When he retired, the HIC had grown to 22,000 volumes, the largest professional intelligence collection in the world. His efforts not only provided CIA officers with a rich repository of historical intelligence materials but also laid the foundation for ongoing scholarly research in the field. The Collection is now a part of the CIA Library.

== Retirement and rare book collecting ==
Even after retiring, he remained involved with the CIA, working to enhance its library and educating foreign military officers on intelligence history.

In 1981, Pforzheimer worked for the Presidential transition team of the Reagan Administration, and worked on matters relating to CIA reforms. The team's report on the CIA was considered so damning of the Carter Administration, that they only sent a single copy of the report to the White House.

Intelligence historians that Pforzheimer taught and cultivated as his protégés around this time include:

- Christopher Andrew
- John Costello
- David Kahn
- Dan Mulvenna
- Keith Melton
- Hayden Peake
- John Ranelagh
- Wesley Wark
- Nigel West

Pforzheimer's private intelligence collection contained rare artifacts, such as a visa issued to Mata Hari before her execution as a spy in 1917, a transcript from the trial of "John the Painter," an American convicted of sabotage during the Revolutionary War, and a 1699 memoir by spy Matthew Smith.

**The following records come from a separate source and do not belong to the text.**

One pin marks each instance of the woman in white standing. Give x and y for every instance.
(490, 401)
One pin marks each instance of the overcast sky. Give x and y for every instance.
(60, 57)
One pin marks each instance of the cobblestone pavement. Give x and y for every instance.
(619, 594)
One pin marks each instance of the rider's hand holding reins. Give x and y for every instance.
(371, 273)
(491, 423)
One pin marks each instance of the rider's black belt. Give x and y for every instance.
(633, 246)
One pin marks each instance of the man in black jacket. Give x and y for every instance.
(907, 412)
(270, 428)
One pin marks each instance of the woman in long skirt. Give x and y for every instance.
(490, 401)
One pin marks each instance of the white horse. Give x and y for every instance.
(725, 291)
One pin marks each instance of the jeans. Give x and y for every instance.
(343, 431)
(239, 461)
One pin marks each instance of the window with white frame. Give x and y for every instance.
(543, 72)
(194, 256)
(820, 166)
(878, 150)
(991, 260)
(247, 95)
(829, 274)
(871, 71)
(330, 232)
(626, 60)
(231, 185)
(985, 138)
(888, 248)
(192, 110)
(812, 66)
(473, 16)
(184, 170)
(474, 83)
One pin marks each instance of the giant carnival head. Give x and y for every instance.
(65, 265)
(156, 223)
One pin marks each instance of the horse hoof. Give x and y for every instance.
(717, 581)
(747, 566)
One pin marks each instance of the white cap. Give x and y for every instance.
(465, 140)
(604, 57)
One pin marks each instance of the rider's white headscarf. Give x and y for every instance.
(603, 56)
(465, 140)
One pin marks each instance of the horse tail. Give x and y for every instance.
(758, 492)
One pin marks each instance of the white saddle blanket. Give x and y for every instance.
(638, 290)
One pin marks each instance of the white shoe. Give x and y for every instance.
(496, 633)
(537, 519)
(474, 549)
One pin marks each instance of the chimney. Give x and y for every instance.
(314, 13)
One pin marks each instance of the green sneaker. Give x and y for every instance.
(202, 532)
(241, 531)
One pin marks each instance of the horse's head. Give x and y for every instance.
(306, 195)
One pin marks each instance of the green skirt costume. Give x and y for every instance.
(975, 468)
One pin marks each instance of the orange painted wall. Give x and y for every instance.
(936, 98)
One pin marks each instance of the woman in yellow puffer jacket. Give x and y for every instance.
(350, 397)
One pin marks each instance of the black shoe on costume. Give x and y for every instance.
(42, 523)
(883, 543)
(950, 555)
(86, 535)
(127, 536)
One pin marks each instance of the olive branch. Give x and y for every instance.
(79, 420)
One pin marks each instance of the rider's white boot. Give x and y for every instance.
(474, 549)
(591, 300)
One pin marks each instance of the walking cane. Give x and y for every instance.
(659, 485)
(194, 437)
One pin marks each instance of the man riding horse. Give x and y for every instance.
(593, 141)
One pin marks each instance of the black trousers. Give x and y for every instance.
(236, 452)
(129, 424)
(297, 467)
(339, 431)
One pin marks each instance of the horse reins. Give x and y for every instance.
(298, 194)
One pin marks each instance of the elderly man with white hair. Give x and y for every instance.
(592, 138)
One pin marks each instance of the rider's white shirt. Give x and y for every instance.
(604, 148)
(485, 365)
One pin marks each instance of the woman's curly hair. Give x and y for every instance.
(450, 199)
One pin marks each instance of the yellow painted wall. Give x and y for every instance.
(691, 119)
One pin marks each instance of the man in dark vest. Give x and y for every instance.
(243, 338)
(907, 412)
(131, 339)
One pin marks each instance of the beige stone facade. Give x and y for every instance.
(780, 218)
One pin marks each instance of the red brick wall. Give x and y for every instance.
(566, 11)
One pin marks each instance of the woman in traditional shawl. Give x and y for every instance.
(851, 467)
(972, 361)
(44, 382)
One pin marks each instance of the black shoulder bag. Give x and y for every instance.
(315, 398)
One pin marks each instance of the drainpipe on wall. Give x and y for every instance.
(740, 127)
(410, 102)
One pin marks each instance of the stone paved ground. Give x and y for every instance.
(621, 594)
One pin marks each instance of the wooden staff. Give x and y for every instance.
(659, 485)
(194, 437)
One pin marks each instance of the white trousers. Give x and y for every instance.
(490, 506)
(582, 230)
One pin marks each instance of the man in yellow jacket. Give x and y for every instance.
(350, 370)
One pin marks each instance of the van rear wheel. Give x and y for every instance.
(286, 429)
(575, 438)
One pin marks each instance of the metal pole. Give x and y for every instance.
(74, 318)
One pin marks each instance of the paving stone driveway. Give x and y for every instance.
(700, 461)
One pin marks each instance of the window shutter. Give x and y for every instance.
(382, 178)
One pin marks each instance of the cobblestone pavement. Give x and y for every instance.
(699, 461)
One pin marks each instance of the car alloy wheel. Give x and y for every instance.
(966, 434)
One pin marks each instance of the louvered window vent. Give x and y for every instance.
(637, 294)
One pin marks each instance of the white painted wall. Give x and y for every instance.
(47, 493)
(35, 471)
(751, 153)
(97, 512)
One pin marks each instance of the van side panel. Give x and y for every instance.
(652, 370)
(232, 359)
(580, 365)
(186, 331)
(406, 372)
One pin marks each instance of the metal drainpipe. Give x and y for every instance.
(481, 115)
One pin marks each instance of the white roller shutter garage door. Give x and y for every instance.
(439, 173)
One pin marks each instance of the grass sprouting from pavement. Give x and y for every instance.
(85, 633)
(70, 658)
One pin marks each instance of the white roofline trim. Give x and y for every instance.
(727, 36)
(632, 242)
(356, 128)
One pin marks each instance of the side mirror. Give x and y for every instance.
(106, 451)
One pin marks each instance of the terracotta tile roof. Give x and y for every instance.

His holdings included intelligence-related letters from figures like George Washington and Nathan Hale—documents the agency did not possess.

In 1994, for his 80th birthday, Festschrift titled "In the Name of Intelligence" was published, featuring contributions from leading intelligence historians such as Christopher Andrew, M. R. D. Foot, Nigel West, and Lord Dacre of Glanton.

Living at the Watergate complex in Washington, D.C., he kept one apartment for himself and another solely for his collection, even reinforcing the floors to support the weight of the books. He frequently hosted retired intelligence officers for discussions over Scotch. In 2002, he arranged for his collections to be transferred to Yale's Beinecke Library, though he insisted they remain with him until his passing, saying, "I go out the door feet first, then my library can go up to New Haven." The books were donated shortly before he died.